Ma su questi punti il governo Usa è inamovibile: ha perfino l’appoggio del Brasile, anche se l’etanolo di quest’ultimo è estratto dalla canna da zucchero e penalizza meno le produzioni di cereali.Gli occidentali affluenti hanno la tendenza a puntare il dito su cinesi e indiani che consumano più carne: un’analisi non scorretta, ma che indispettisce profondamente Cina e India, che si sforzano di uscire dall’inferno dell’indigenza. Il loro infuriarsi è comprensibile: dicono che in due secoli di rivoluzione industriale l’Occidente ha rovinato il pianeta ed è diventato obeso a forza di rimpinzarsi, e adesso che è confrontato con penuria e carovita fa di tutto per non rimettere in causa proprie abitudini e scelte, quasi sognasse di ricacciare gli emergenti nella povertà. Il rancore è grande, verso Paesi che s’adoperano molto per correggere gli altri, e poco o nulla per correggere se stessi. Che denigrano le istituzioni internazionali solo per proteggere le proprie lobby, le sovranità intangibili dei propri Stati, le proprie ideologie liberiste.

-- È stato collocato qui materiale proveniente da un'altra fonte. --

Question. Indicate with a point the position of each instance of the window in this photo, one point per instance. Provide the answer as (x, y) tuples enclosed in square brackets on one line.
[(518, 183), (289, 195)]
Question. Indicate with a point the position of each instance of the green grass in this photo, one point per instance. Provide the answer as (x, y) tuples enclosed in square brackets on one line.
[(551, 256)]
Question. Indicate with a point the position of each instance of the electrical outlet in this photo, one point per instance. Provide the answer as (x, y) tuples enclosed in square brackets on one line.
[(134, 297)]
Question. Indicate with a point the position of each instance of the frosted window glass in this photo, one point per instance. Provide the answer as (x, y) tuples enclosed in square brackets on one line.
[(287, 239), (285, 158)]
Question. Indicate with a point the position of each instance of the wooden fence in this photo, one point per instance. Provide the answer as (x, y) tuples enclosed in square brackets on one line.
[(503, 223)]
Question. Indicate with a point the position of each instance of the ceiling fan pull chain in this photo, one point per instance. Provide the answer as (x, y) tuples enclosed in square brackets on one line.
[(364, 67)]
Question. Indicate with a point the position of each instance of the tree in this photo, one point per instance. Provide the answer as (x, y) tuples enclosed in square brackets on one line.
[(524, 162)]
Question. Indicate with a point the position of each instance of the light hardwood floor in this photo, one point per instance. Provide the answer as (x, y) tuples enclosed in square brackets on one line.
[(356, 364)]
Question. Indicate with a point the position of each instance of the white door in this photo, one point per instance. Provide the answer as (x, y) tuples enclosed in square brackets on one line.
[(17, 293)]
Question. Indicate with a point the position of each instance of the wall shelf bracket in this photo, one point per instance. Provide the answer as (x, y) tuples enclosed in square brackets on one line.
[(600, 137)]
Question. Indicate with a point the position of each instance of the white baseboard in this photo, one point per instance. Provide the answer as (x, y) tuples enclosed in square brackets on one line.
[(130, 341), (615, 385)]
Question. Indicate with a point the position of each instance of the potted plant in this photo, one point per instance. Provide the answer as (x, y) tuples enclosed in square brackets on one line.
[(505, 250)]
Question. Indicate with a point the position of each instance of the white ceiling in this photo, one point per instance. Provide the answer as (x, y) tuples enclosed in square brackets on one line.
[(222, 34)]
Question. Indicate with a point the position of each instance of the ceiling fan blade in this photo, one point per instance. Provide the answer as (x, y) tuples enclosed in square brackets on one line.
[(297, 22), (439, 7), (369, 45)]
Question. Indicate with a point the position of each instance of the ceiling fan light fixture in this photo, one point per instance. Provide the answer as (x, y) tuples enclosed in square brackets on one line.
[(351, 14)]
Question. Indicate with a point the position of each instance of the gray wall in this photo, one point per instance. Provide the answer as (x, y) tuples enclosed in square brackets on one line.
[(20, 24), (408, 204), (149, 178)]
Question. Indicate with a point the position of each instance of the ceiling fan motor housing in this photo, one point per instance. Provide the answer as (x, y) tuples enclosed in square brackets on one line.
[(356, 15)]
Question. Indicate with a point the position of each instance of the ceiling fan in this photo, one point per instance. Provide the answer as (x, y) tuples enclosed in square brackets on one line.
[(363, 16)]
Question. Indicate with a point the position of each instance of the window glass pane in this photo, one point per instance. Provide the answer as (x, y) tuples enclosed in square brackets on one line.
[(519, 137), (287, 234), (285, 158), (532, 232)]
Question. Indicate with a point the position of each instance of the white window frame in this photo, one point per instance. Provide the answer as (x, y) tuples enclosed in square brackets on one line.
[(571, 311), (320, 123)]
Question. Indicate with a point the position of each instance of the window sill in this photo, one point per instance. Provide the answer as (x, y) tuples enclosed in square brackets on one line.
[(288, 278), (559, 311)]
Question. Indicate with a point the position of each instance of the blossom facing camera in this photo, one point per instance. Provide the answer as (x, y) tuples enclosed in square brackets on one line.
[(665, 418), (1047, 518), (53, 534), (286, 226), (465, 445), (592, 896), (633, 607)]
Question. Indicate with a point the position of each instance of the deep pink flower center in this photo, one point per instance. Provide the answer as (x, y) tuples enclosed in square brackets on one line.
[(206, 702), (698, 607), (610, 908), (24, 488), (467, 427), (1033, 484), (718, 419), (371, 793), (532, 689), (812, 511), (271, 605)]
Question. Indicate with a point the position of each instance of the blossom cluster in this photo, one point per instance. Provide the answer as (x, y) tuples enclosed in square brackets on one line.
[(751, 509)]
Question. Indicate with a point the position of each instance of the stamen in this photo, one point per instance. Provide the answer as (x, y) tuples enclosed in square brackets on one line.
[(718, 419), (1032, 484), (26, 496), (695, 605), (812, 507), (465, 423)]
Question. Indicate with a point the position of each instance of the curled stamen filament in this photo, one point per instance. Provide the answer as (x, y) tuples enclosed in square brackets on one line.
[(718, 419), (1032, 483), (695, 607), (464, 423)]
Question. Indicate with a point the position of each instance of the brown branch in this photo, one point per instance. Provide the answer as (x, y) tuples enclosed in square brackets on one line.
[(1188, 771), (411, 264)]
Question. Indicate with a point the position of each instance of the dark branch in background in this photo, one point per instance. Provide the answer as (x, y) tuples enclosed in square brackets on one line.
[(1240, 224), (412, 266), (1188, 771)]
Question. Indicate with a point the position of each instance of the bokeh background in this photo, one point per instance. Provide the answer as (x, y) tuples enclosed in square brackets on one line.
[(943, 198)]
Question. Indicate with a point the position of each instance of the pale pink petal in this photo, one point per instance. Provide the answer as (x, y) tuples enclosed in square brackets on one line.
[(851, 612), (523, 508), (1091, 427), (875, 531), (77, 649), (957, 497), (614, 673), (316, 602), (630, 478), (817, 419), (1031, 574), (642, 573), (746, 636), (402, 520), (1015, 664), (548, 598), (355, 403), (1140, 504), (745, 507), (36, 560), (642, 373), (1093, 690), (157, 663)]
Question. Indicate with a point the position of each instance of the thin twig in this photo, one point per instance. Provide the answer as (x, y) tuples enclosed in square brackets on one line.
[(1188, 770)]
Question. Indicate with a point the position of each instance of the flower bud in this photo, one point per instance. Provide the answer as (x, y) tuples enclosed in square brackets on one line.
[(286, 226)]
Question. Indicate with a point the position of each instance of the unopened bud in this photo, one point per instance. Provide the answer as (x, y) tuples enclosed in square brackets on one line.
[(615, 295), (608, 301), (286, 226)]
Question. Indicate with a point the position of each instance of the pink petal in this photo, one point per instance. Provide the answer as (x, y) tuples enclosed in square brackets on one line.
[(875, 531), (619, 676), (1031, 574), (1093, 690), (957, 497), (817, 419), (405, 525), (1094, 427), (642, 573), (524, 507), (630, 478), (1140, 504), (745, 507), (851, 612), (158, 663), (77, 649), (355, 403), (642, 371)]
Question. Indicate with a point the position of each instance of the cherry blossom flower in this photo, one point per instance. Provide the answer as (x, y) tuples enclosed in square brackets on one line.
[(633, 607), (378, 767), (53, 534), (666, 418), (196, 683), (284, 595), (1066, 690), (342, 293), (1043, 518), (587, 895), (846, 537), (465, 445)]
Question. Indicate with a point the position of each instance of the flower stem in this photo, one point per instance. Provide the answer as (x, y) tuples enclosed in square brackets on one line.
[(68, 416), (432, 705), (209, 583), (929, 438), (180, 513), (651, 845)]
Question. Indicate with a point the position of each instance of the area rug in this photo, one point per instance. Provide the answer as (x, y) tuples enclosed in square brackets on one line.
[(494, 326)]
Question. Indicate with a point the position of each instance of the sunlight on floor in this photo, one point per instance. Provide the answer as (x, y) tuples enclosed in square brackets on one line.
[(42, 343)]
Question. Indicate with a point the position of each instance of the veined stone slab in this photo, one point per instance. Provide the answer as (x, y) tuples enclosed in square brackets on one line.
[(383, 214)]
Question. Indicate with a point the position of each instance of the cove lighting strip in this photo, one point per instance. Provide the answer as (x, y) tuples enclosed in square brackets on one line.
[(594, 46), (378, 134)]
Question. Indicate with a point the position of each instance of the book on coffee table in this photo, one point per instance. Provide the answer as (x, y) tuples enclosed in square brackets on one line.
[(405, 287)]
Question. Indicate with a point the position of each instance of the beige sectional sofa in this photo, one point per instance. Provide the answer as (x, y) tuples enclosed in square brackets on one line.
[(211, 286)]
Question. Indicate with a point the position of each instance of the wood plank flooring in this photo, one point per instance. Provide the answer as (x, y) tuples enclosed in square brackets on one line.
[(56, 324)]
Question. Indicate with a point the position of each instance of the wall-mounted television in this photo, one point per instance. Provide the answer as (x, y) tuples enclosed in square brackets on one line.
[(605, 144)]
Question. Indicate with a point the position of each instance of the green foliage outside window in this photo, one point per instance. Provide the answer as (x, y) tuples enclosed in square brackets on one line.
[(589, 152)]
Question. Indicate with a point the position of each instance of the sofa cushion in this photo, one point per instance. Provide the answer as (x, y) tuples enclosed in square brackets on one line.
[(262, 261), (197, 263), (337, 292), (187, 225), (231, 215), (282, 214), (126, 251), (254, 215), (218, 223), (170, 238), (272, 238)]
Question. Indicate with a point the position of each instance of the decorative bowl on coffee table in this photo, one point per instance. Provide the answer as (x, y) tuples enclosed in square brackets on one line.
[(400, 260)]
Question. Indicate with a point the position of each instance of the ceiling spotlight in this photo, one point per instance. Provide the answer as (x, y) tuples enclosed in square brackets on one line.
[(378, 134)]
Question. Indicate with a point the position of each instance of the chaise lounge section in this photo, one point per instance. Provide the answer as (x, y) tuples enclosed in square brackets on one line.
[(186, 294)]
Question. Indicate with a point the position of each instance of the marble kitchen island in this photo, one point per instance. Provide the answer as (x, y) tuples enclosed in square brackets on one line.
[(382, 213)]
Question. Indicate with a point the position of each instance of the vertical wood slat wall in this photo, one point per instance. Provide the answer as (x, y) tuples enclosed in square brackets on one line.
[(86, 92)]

Va di moda oggi vilipendere le utopie degli Anni 60, che erano speranze di futuro: ma quell’epoca era meno cieca, infinitamente più duttile. Di fronte all’Occidente s’accampava un pericolo vero, il comunismo, e tutti i pericoli veri sono anche una sfida, una straordinaria occasione: nel caso specifico, la sfida era di competere col comunismo nell’aiutare i poveri e i diseredati. Nessun pericolo odierno (terrorismo, Iran) è paragonabile a quella minaccia benefica, che teneva sveglia la coscienza occidentale e la mobilitava.Oggi quella sfida non esiste più: in parte è una disgrazia. Oggi non si tratta di strappare i poveri e gli ultimi alla seduzione sovietica ma di aiutare le singole persone umane a non morire di fame, semplicemente e subito. È questo che gli occidentali non sanno fare. È questo che li rende così afasici, volontariamente impotenti, e vuoti.